Table of Contents
Advances in Artificial Intelligence
Volume 2013, Article ID 891501, 9 pages
Research Article

A Novel Method for Training an Echo State Network with Feedback-Error Learning

Department of Computer and Information Science, Norwegian University of Science and Technology, Sem Sælands vei 7-9, 7491 Trondheim, Norway

Received 31 May 2012; Revised 10 December 2012; Accepted 19 February 2013

Academic Editor: Ralf Moeller

Copyright © 2013 Rikke Amilde Løvlid. This is an open access article distributed under the Creative Commons Attribution License, which permits unrestricted use, distribution, and reproduction in any medium, provided the original work is properly cited.

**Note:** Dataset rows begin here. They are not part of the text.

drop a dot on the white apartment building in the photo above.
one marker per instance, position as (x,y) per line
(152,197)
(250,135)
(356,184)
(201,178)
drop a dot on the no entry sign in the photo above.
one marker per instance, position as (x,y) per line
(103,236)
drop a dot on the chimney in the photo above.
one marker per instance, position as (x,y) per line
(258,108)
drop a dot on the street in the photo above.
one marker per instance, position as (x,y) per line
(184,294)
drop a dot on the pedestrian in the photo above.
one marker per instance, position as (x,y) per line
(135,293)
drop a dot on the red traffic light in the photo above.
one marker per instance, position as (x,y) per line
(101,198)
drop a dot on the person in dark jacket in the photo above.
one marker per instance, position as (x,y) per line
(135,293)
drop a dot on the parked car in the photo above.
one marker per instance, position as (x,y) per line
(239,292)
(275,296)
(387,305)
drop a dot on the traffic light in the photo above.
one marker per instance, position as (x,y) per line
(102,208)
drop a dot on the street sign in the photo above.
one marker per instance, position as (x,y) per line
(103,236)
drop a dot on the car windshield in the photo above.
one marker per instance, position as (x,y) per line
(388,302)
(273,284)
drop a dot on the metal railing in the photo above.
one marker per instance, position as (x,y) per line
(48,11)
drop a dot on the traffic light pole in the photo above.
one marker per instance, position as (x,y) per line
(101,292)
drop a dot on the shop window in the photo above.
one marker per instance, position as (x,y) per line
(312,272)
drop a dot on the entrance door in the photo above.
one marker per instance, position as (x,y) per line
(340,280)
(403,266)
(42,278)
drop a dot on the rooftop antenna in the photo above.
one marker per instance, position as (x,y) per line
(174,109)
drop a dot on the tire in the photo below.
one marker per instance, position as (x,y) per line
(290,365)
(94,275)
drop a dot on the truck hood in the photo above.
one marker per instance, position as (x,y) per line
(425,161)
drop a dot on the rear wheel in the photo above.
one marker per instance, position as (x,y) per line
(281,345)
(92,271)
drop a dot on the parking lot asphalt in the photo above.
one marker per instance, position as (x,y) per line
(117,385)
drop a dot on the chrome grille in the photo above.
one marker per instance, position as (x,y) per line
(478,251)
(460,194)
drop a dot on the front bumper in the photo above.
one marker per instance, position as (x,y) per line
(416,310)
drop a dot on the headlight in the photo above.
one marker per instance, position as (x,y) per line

Echo state networks are a relatively new type of recurrent neural networks that have shown great potentials for solving non-linear, temporal problems. The basic idea is to transform the low dimensional temporal input into a higher dimensional state, and then train the output connection weights to make the system output the target information. Because only the output weights are altered, training is typically quick and computationally efficient compared to training of other recurrent neural networks. This paper investigates using an echo state network to learn the inverse kinematics model of a robot simulator with feedback-error-learning. In this scheme teacher forcing is not perfect, and joint constraints on the simulator makes the feedback error inaccurate. A novel training method which is less influenced by the noise in the training data is proposed and compared to the traditional ESN training method.